President of the Bolivian Football Federation
- In office 2018 – 19 July 2020
- Preceded by: Rolando López Herbas Marco Antonio Peredo Mercado (acting) Carlos Ribera (acting)
- Succeeded by: Marcos Rodríguez (acting)

Personal details
- Born: César Luis Salinas Sinka 18 August 1961 Caquiaviri, Bolivia
- Died: 19 July 2020 (aged 58) La Paz, Bolivia
- Occupation: Football chairman

= César Salinas =

Bolivian football chairman and president (1961–2020)

César Luis Salinas Sinka (18 August 1961 – 19 July 2020) was a Bolivian association football chairman and president.

==Life==
Salinas was chairman of The Strongest, the oldest Bolivian football club. After he left The Strongest, his wife Inés became owner of the team. In 2018, Salinas became president of the Bolivian Football Federation. In mid-2020, Salinas was working with authorities to restart the national football league after months of hiatus due to the COVID-19 pandemic in Bolivia.
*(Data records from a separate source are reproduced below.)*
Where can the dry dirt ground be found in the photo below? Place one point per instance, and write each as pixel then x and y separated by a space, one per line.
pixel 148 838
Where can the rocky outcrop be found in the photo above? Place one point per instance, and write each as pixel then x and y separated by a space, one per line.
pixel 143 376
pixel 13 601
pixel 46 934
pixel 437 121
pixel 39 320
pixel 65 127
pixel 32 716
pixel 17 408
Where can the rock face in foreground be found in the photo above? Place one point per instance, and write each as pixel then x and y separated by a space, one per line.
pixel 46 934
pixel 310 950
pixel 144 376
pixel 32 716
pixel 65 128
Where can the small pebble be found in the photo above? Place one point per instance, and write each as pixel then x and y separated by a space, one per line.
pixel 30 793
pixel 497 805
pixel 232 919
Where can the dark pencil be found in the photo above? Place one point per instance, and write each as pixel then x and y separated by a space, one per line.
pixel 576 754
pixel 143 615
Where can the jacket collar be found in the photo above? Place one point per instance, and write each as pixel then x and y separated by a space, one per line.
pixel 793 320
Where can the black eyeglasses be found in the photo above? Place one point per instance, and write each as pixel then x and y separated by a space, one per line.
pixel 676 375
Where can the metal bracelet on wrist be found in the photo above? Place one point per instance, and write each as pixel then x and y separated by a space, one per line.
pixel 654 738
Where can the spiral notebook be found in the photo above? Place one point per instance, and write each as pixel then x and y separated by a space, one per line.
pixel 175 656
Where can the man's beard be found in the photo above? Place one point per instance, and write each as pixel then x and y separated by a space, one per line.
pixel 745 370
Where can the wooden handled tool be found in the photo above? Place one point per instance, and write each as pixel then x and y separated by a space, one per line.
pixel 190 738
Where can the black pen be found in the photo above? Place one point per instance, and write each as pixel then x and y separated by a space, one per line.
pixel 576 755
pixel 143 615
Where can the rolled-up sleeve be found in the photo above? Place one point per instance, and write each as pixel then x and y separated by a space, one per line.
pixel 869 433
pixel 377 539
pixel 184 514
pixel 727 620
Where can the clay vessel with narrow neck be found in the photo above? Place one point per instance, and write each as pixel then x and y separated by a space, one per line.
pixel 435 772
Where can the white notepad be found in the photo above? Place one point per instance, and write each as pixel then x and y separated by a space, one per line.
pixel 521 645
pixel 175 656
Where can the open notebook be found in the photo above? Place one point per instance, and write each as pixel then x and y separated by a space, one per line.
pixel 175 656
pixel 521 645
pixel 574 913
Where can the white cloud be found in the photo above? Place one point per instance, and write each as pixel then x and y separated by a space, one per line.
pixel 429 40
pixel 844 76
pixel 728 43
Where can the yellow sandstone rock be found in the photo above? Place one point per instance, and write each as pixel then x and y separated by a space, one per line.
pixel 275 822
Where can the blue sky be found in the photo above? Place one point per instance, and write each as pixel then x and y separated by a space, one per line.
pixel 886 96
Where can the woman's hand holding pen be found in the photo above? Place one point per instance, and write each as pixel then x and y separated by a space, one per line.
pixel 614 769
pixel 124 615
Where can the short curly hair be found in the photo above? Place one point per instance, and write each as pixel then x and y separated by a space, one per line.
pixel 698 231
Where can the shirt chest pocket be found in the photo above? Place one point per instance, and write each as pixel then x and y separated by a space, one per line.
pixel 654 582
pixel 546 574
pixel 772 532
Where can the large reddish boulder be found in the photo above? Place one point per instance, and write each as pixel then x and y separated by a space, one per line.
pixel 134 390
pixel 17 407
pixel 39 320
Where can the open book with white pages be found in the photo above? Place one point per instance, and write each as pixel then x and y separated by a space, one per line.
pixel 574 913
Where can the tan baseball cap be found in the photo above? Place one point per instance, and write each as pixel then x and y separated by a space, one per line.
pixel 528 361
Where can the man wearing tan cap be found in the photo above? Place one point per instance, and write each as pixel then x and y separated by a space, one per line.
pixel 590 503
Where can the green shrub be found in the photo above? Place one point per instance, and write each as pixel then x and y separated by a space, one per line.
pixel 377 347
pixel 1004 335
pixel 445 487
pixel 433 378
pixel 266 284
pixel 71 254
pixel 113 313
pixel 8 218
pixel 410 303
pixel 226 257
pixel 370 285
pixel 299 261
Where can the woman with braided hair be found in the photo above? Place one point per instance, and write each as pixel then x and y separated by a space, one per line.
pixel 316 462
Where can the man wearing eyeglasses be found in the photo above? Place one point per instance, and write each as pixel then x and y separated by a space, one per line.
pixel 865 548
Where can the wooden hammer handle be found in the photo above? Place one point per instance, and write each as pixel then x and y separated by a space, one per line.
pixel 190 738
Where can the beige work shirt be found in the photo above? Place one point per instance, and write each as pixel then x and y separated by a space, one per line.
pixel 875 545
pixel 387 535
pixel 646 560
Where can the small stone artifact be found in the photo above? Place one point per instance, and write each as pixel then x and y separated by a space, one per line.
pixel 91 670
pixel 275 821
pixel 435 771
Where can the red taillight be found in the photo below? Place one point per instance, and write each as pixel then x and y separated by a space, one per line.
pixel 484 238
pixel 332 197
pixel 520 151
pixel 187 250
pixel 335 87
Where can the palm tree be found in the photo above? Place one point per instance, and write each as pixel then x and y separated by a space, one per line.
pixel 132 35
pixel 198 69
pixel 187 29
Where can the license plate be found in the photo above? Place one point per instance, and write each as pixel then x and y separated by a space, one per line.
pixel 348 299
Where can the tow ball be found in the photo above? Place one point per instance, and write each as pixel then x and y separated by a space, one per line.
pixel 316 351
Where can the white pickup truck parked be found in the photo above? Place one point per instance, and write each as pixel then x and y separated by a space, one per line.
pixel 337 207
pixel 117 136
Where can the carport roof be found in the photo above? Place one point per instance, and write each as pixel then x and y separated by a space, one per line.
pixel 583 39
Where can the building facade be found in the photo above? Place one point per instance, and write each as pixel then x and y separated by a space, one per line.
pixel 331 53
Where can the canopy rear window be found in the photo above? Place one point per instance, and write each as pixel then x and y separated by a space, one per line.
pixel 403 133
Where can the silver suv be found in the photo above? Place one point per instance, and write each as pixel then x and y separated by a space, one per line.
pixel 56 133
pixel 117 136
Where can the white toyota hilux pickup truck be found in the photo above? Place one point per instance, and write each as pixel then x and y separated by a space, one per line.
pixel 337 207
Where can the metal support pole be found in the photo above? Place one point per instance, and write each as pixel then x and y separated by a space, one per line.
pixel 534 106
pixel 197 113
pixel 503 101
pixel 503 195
Salinas contracted COVID-19 during the COVID-19 pandemic in Bolivia in July 2020. He died in hospital on 19 July 2020, aged 58, from the effects of the virus. A letter was sent from the FIFA President to the Bolivian Football Federation praising Salinas life's work and with sadness for his death. All soccer activities conducted by the Federation were suspended from 20–22 July 2020, in mourning for his death.